Do ponto de vista da AED, pode-se questionar outra norma criada a partir de seu fundamento, mas que, após quase dois anos de sua publicação, não alcançou a sua finalidade; ao contrário, vem gerando apenas ineficiência em termos de desproteção aos consumidores. Estamos falando aqui da regra estabelecida no sentido de desregular a franquia de bagagem despachada em voos comerciais.

Para entender melhor o contexto: a Agência Nacional de Aviação Civil (Anac) emitiu, em 13 de dezembro de 2016, a Resolução 400, cuja finalidade é dispor sobre as condições gerais de transporte aéreo. Dentre algumas novidades, encontra-se a necessidade de efetuar o despacho de bagagens mediante pagamento para tal serviço. A fundamentação para tal mudança era de que haveria maior competitividade, como nos Estados Unidos, e preços mais atrativos para os passageiros[1].

Vale notar que tais expectativas foram esperadas, inclusive, na esfera judicial. A 10ª Vara Federal do Ceará julgou improcedente, em 10 de março de 2017, ação civil pública (ACP 0816363-41.2016.4.05.8100) em face da Anac[2] com o referido decisum fundamentado em harmonia ao que fora exposto pela agência:

A desregulamentação nesse tocante proporciona, estimula a abertura ao ingresso de novos atores no mercado, o que aumentará a oferta e ampliará a concorrência, trazendo inequívocos benefícios ao consumidor, se não imediatamente, seguramente a médio ou longo prazo. A desregulamentação permitirá, ao menos, em um curto prazo, o fornecimento, pelas companhias aéreas, de tarifas mais baratas a passageiros que desejem viajar sem ou com pouca bagagem despachada, sem que esses consumidores tenham que arcar com os custos de uma franquia que não pretendem utilizar”.

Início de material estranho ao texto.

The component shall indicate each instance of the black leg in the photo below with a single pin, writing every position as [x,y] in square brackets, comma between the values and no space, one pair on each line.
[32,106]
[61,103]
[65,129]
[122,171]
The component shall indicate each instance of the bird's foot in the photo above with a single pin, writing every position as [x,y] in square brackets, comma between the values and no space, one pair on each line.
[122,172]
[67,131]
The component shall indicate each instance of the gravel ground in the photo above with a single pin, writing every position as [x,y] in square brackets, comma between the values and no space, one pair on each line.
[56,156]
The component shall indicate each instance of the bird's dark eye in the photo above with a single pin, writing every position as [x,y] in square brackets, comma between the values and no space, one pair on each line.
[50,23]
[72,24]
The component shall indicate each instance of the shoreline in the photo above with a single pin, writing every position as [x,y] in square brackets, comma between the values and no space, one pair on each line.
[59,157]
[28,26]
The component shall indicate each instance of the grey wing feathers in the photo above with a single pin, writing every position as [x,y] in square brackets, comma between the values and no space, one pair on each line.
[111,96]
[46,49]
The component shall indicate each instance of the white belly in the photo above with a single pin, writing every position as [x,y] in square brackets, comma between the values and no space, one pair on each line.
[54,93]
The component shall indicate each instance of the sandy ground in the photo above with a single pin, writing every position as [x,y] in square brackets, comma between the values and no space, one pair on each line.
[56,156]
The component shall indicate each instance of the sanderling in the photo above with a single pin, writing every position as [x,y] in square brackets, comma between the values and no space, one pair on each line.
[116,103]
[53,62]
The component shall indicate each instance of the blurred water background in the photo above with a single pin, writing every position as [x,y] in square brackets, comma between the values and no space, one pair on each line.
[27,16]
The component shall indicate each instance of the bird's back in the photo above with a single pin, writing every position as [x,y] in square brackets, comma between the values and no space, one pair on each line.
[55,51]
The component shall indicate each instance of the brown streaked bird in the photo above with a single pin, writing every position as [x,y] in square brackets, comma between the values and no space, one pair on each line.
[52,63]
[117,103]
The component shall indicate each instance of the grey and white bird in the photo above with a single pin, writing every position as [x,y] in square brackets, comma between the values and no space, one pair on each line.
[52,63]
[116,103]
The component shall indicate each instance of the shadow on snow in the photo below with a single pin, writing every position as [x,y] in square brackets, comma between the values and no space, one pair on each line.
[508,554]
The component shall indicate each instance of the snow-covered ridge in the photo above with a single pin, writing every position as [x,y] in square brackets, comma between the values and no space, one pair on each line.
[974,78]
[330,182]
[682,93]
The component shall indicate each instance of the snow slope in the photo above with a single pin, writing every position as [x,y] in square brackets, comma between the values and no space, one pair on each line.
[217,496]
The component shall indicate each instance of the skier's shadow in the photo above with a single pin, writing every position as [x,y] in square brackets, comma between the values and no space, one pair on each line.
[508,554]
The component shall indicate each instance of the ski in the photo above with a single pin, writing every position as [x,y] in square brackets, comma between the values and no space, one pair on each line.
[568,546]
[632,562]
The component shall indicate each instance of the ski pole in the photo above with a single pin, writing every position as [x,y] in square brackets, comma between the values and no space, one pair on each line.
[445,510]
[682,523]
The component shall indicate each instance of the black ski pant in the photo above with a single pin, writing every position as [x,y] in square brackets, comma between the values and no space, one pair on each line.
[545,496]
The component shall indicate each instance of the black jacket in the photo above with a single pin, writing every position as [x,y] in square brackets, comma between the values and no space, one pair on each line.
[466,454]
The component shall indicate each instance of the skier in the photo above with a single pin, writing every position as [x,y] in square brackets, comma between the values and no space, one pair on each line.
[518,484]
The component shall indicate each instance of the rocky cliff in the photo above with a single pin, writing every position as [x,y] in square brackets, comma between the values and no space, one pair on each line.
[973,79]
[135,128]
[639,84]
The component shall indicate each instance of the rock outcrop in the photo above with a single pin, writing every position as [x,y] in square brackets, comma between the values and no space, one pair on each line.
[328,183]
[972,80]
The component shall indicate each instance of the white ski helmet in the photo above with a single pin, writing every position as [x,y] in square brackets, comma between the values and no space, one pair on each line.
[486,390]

Entretanto, tais expectativas não foram atendidas. Não houve o ingresso dos novos atores, mas, sim, permanece o velho elenco. Elenco este chamado, em sua roda de mercado, de oligopolista. Enquanto o Brasil tem mercado aéreo controlado por quatro companhias, os EUA, país paradigma, possuem 18 empresas[3]. Quanto às passagens, segundo o IBGE[4] e a Fundação Getulio Vargas[5], o curto prazo mostrou que elas ficaram mais caras.

Assim sendo, ao fazer uma revisão da norma à luz da AED, verifica-se que tal resolução não é justa, tampouco eficiente sob o ponto de vista da coletividade. Eficiência essa cobrada pela ética consequencialista da AED.

No julgamento lembrado no início deste artigo, o ministro Luís Roberto Barroso, ao proferir o seu voto na Ação Direta da Inconstitucionalidade 5.766[6], sobre as reformas trabalhistas, afirmou que o congestionamento de reclamações ajuizadas naquela área compromete a qualidade do serviço jurisdicional. Para tanto, o mesmo trouxe à reflexão a Tragédia dos Comuns.

A Tragédia dos Comuns é, à luz de Garrett Hardin[7], a situação de quando o uso de um bem comum, finito, é permitido para cada indivíduo, a fim de atender ao seu próprio interesse, com liberdade ilimitada de exploração até ruir aquele recurso e, por consequência, gerar o prejuízo de todos. No caso em debate, em analogia à tragédia, verifica-se que a autonomia dada às companhias aéreas não atende aos interesses dos seus usuários. Apenas das próprias.

Ademais, tal situação vai de encontro à Teoria dos Motivos Determinantes, quando a validade do ato administrativo depende da correspondência entre os motivos neles expostos e a existência concreta dos fatos que ensejaram a sua edição. De acordo com Rafael Oliveira[8], a motivação representa um instrumento fundamental para a ampliação e a efetividade do controle externo do ato, especialmente pelo Judiciário.

Tal controle externo, do Judiciário, como apresentado antes, merece ser novamente realizado, tendo em vista que as expectativas não foram atendidas. No mesmo sentido, mas na área administrativa, a Anac poderia gozar do seu poder de polícia — especificamente a autotutela — para rever a eficiência do ato administrativo ora criticado.

Seria mais honesto fundamentar a resolução no viés da função social das companhias aéreas, uma vez que, no momento frágil da economia, deveriam reformular suas atividades a fim de que fossem mantidos os empregos dos seus funcionários. Seria uma motivação real, austera, empresarial e não frustraria os seus usuários e controladores internos e externos.

Enquanto as ideias não corresponderem aos fatos, continuaremos em atraso, e o tempo não para. O tempo voa e não perdoa, com alto custo ao consumidor.